After trying to avoid the bodies and their glazed stares, I couldn’t when I walked through the thick smoke and into one hanging from a balcony above. It was a lady, a Flet lady, and she hung there cold and stiff.
I gasped. To my horror I recognised her; it was Heifer, the girl I’d shared my Mint Lady outing with.
Others had also been hung with her, she just the first in a long line. They looked similar, perhaps related, and with a chill I realised it was a bloodline.
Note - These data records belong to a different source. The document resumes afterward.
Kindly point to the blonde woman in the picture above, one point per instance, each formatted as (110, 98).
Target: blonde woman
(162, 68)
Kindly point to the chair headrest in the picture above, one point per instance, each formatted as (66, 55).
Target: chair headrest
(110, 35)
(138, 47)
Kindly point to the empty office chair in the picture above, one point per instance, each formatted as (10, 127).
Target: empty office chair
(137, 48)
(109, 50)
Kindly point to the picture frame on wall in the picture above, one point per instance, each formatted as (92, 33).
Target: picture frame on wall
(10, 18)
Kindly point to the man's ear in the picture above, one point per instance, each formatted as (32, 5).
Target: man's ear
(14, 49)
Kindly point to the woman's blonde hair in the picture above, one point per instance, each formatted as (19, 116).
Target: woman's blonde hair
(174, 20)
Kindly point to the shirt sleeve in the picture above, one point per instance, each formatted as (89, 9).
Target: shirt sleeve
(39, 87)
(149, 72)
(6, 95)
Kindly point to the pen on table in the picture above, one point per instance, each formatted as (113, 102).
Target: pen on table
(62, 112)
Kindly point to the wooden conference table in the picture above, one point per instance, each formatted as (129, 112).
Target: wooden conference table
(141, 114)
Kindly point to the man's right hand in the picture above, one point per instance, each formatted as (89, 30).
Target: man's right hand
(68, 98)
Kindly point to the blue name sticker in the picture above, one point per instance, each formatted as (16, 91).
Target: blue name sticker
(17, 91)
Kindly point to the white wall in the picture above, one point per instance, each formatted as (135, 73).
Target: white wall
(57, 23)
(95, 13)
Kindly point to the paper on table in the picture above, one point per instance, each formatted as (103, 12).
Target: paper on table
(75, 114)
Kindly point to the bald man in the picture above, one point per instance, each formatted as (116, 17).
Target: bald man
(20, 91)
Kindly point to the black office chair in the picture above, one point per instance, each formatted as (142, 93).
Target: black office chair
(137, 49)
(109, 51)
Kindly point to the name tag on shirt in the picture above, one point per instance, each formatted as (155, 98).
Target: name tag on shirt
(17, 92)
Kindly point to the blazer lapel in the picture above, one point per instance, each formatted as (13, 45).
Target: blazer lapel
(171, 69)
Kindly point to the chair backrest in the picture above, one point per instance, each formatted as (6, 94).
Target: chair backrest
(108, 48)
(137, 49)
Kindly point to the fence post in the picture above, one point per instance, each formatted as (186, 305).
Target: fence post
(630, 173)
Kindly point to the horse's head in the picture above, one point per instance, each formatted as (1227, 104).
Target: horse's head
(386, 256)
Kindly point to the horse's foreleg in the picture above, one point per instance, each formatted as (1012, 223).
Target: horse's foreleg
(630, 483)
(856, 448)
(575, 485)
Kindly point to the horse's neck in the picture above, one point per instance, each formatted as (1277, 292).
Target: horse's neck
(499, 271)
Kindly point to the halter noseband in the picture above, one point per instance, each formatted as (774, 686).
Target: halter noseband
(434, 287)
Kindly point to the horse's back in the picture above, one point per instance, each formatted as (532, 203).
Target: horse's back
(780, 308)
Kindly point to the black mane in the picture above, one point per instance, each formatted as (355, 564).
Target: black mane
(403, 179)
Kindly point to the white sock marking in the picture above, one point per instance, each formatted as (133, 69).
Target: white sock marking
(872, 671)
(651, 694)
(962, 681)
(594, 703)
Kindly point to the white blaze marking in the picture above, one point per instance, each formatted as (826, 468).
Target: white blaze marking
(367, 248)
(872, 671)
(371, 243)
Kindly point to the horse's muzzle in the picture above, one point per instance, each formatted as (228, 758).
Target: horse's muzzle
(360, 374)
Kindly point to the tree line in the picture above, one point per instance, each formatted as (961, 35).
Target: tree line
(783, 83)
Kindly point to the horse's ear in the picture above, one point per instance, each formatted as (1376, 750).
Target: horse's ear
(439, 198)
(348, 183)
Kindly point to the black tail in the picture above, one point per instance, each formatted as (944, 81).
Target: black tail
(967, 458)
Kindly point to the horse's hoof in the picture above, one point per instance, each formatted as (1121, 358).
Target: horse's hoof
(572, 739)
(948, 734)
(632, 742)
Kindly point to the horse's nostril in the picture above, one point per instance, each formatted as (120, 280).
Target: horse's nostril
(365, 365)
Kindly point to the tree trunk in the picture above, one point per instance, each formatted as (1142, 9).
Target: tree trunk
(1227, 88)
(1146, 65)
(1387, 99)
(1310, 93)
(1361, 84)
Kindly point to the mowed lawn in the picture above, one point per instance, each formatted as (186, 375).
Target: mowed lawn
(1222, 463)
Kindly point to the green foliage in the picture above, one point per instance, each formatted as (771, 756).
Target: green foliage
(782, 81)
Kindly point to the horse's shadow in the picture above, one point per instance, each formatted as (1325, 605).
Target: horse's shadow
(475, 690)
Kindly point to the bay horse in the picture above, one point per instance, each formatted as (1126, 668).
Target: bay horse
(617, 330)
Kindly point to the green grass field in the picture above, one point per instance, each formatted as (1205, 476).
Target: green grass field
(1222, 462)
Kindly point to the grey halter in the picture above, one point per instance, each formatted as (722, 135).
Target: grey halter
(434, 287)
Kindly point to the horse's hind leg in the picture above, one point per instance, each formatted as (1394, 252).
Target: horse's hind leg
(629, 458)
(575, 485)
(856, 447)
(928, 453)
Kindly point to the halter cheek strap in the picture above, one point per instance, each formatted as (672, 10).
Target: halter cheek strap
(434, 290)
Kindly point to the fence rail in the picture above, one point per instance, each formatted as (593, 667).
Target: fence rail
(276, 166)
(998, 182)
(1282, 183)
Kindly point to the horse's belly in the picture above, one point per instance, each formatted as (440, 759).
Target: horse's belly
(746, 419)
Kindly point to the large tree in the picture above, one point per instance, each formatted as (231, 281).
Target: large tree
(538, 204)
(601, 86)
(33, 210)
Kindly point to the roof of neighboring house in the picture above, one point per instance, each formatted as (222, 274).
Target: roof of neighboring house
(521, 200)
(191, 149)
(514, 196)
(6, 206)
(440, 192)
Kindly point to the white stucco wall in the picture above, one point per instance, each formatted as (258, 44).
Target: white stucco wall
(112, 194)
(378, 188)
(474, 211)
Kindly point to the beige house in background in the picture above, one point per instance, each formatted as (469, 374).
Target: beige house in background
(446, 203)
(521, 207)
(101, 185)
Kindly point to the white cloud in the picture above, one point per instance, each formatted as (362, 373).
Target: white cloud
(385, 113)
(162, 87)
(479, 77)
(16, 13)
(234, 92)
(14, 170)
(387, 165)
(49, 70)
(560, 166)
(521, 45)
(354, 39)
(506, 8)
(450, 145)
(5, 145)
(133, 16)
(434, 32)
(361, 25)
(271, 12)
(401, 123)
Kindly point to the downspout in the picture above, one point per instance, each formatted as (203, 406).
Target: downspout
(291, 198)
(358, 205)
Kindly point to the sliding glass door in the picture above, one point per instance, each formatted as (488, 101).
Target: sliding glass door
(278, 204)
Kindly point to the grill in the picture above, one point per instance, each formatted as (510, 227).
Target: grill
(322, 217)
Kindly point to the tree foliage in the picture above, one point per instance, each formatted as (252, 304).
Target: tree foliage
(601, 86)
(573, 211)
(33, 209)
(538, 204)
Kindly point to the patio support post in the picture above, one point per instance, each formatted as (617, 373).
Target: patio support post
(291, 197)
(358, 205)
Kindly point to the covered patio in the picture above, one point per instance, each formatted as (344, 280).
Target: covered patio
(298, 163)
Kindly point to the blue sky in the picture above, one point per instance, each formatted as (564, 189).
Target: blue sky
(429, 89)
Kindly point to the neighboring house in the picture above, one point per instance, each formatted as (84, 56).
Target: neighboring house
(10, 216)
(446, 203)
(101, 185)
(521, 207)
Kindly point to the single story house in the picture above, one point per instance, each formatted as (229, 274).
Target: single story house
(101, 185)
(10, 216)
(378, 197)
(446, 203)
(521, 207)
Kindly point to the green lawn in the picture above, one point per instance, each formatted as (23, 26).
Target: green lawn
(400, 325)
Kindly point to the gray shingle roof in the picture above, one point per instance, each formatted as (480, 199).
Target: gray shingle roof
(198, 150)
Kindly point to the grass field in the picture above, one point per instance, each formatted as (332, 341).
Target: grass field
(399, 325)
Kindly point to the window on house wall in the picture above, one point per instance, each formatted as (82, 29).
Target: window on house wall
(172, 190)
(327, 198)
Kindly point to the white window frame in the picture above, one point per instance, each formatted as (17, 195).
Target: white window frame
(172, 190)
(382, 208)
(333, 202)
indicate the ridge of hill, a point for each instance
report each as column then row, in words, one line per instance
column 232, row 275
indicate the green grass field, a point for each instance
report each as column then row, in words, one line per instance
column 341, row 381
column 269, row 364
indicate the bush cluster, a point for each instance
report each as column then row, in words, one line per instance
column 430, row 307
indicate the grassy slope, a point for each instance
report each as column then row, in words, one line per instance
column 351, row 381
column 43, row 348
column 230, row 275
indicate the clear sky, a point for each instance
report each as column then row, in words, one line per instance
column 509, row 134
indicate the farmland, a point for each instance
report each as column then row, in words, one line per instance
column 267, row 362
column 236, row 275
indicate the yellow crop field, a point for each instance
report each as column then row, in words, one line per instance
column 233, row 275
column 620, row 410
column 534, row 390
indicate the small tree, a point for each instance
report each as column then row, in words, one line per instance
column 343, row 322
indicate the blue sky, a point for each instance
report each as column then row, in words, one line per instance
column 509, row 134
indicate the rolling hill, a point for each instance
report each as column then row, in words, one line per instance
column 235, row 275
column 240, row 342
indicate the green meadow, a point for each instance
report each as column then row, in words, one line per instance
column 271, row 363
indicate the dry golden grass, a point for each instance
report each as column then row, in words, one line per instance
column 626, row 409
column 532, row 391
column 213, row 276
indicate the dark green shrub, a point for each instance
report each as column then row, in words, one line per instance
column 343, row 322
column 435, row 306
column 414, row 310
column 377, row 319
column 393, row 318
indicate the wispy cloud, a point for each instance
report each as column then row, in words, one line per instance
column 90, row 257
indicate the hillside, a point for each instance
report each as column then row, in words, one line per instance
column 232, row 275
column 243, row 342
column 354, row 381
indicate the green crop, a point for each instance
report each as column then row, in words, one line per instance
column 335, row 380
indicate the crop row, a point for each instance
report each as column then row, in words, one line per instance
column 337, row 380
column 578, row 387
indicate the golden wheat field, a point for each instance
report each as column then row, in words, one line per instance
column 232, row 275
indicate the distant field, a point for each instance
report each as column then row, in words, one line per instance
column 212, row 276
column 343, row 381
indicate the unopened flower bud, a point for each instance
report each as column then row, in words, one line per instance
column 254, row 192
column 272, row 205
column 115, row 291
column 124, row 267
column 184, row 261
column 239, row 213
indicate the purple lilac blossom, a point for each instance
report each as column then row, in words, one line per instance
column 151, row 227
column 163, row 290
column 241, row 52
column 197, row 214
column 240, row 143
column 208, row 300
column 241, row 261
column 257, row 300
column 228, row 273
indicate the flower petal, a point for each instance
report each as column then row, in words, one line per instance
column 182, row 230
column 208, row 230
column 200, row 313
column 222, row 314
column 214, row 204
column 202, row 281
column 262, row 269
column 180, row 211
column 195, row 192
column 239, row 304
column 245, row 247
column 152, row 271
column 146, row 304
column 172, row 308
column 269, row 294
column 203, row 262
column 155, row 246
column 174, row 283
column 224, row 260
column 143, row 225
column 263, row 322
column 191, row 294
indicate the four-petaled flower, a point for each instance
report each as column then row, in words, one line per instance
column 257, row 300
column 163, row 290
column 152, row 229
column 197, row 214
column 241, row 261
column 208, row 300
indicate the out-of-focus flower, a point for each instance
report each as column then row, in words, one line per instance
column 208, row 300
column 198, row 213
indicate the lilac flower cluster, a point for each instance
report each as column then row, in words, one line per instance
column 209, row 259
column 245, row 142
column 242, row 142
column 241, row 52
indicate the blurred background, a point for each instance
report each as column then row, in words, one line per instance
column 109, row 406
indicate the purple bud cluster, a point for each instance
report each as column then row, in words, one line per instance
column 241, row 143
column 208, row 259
Had the city fallen too far?
Perhaps
…
…and I cursed myself for denying it.
With the rubble, smoke, and bodies making passage slow and difficult, I began to wonder if we’d ever escape. Then things worsened as the tight street we were in delivered us into a small square.
And there I saw Ossard’s truth.
The local square, not much wider than the street we’d walked down, had been converted into an open-air chapel to one of the new saints. I guessed that it’d been dedicated to Santana from the amount of oleander blossom and leaves used as decoration. The greenery now lay withered and blackened, and a small stage charred and ruined. Also there, with their hands and feet bound, were the blackened corpses of a score of Santana’s followers. They’d been tortured and killed.
Had the city fallen too far?
Yes it had, and I had to accept it.
It was time to return to Newbank.
21
Newbank Celebrates
I shepherded Baruna, Marco, and the others across the meandering waters of the river. It was surprisingly easy. I offered to vouch for the Heletians amongst them, but the Flet ferrymen were happy enough to take them - for a fee. To get them across took a while as their numbers had again grown. By the time we’d finished it was dark, but at least we were home.
We returned to find the district celebrating. The streets about the river were busy with people, many dancing, laughing, and drinking by the flaring and ruddy light of the city-side fires. People cheered the blazes as they did each departing boatload of warriors crossing to join the fight.